13 February 2024

Glimpses of January and February

 





As you can see, and I totally admit, life outside of work and studies for work involves a lot of coffee and reading. You might think me the dullest sort, but it's the books and good ideas presented to me that stretch my thoughts, and coffee that wakes up my mind in the morning. Get comfortable at the table with me, along with a good cup of coffee, and let's turn the pages of a thought-provoking book. 

A murder mystery abandoned by Dorothy L. Sayers (and finished by Jill Paton Walsh) re-visits the characters Lord Peter and Harriet, for a London based mystery that enters their circle. A murder of a new acquaintance raises so many questions, and leads them on the trail to follow the steps and timing of the murder. This felt a little bit like an unfinished work of D.L.S. (not quite as polished and brilliant as D.L.S.) but it still held some of the charm of the characters and was fun to re-visit them in a story I hadn't yet read. A good kind of escape from the real world with beloved characters.

A book about the history in Mexico in the 1930s when they outlawed the Catholic church and murdered of all the priests, here we have one priest left and he's on the run, both from the Mexican soldiers hunting him and his own past that he's ashamed of. He feels consistently unworthy and full of sorrow for the people who have been forced to renounce their faith. It reads like Dostoyevsky with complex psychological questions and moral dilemmas and stay with you later because there are no clear answers, it's muddy and messy as humanity is.

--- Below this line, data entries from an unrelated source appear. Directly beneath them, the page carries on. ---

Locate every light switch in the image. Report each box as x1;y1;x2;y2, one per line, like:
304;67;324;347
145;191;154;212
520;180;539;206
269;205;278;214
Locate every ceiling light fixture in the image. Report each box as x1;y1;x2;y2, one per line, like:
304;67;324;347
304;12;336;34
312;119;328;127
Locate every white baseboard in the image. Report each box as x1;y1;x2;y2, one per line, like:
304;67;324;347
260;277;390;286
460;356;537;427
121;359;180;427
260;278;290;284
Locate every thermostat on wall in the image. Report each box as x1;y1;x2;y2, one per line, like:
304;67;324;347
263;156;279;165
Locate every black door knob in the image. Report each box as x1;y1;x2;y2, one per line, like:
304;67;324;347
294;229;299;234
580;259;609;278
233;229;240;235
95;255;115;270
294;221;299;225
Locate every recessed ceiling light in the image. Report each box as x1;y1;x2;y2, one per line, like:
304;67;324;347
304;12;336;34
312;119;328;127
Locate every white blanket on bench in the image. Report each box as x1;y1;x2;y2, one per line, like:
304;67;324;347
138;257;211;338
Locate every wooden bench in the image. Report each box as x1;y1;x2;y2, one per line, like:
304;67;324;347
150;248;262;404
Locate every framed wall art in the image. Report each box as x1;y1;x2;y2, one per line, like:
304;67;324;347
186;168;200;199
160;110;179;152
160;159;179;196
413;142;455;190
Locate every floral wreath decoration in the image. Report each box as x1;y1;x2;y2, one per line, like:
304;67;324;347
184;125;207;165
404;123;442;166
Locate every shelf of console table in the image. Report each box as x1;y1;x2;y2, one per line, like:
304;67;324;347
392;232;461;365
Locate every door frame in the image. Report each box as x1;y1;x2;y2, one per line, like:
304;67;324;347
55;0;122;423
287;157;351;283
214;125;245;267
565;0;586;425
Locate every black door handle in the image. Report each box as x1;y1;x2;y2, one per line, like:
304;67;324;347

A book to encourage and inspire one to invoke an essentialist way of thinking; shifting your mindset that you can only hold so much in your life, and too often we fill it with nonessentials. We need to let go of those nonessentials, both material and time-consuming, so that we can focus on the essentials, the things that really matter and are important. This book spoke to me with profound reminders I've already been embracing but still have much room for improvement. It keeps coming back into thought, to help me grow in the best ways of embracing the essentials.